Depois de vivências assim, torna-se irônico pensar que se consegue chegar a qualquer lugar do mundo por meio de um clique. Essa lógica técnica, que funcionaria na velocidade do mundo externo, invade a forma de viver, dando a impressão de que tudo será rápido e fácil de ser resolvido — inclusive o vazio, a sobrecarga e a exaustão. As pessoas se frustram muito facilmente ao perceber o tamanho do problema que pode ser lidar com as angústias, acabando por embotar seus afetos. Não é por acaso que as distrações exercem tanto poder.
No cinema, essa desconexão aparece retratada na jornada de personagens que tentam a vida toda se encaixar nas expectativas alheias. Diante de demissões, rotinas sem graça ou sentimentos de invisibilidade, a virada de chave acontece quando decidem romper com padrões tradicionais para viver seus próprios desejos. O conselho que ressoa é claro: parar de se importar com a aprovação alheia, ousar fazer o que nunca foi feito e ver onde o corpo nos leva quando cessamos a busca por validação externa.
O Medo e a Coerência Emocional
Às vezes, a pessoa sabe a direção que quer seguir, mas algo a paralisa. Esse bloqueio tem nome: medo. Medo do que vai ser desconstruído se a gente realmente for naquela direção. Seguir o que se sente pode significar desagradar pessoas próximas, contrariar opiniões de quem se ama e sair do modelo estabelecido pelo mundo como seguro. É nesse momento que surge o conflito: sabe-se o que quer, mas não se consegue agir por medo de perder o amor, a aprovação e o pertencimento. No fundo, é o mesmo mecanismo da infância; o adulto continua abrindo mão do que sente para não perder o pouco de reconhecimento que recebe do mundo externo.
Diante do dilema clássico entre suportar dores ou desistir, a consciência dos sonhos e o medo do desconhecido fazem com que a pessoa aceite o peso dos sentimentos. Reconhecer-se inteiro significa aceitar partes que podem apontar para direções diferentes: uma parte confia e a outra tem medo. E não se deve negar nenhuma delas. A saída é fortalecer a que confia e, ao mesmo tempo, acolher e validar a que teme, perguntando-se de onde vem esse medo.
Essa aceitação marca o início da lapidação da própria vitalidade. Em vez de reagir de forma automática, a pessoa passa a agir conscientemente:
Sente o medo e o reconhece;
Não deixa que ele dite suas reações perante a vida;
Acolhe o que sente por dentro e age com consciência por fora.
Isso é o que as pessoas buscam quando dizem que querem voltar a sentir a vida: não a ausência de dor ou de medo, mas a capacidade de estar presente com tudo, sem fugir e sem se perder. Muitas vezes, a saída encontrada para lidar com as emoções é pensar sobre elas em vez de vivenciá-las. A racionalização ajuda na compreensão, mas afasta da experiência necessária. O ser humano não tem um funcionamento matemático; para sentir, é preciso se permitir vivenciar a dor e a alegria.

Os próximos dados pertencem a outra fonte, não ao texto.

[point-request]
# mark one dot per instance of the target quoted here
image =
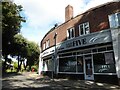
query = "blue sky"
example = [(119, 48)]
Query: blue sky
[(41, 15)]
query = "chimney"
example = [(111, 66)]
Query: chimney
[(68, 13)]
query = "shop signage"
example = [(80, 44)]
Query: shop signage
[(86, 40), (104, 68), (48, 51)]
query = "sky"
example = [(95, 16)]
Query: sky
[(42, 15)]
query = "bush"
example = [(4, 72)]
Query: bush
[(35, 68)]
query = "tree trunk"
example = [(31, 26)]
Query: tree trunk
[(4, 64), (18, 63)]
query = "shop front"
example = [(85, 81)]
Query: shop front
[(88, 56)]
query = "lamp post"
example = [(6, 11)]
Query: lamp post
[(54, 58)]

Quem é você além dos papéis sociais? O que está sentindo agora? Perguntas simples e honestas são primordiais para que a vida seja sentida de novo. Quando começamos a tomar decisões mais coerentes com o que somos e sentimos, tudo muda. As distrações e a lista de tarefas encolhem, abrindo espaço para focar energia no que é essencial. O trabalho continua, mas realizado de forma mais inteligente e estratégica.

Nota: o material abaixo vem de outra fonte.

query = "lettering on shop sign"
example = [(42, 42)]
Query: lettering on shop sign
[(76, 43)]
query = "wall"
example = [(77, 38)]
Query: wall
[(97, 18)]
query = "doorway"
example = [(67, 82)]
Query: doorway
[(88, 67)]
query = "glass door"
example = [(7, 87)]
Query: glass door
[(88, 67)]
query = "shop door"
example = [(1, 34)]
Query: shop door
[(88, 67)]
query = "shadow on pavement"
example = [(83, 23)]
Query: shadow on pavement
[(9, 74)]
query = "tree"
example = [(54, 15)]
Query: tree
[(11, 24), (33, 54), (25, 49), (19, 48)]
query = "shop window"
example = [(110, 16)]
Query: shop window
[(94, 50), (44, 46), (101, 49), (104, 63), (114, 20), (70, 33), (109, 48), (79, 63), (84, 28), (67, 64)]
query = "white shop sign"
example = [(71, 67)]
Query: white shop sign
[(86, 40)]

Junto com isso, chega o equilíbrio, permitindo enxergar a vida de maneira completa: saúde, descanso, família e profissão. Viver com coerência é alinhar sentimento, pensamento, palavra e ação, tendo a coragem de ser quem se é. Os desafios, os medos e as dores vão continuar, porque fazem parte da natureza humana. A respiração segue, mas agora com o coração batendo mais forte, os olhos brilhando e a vida acontecendo de verdade.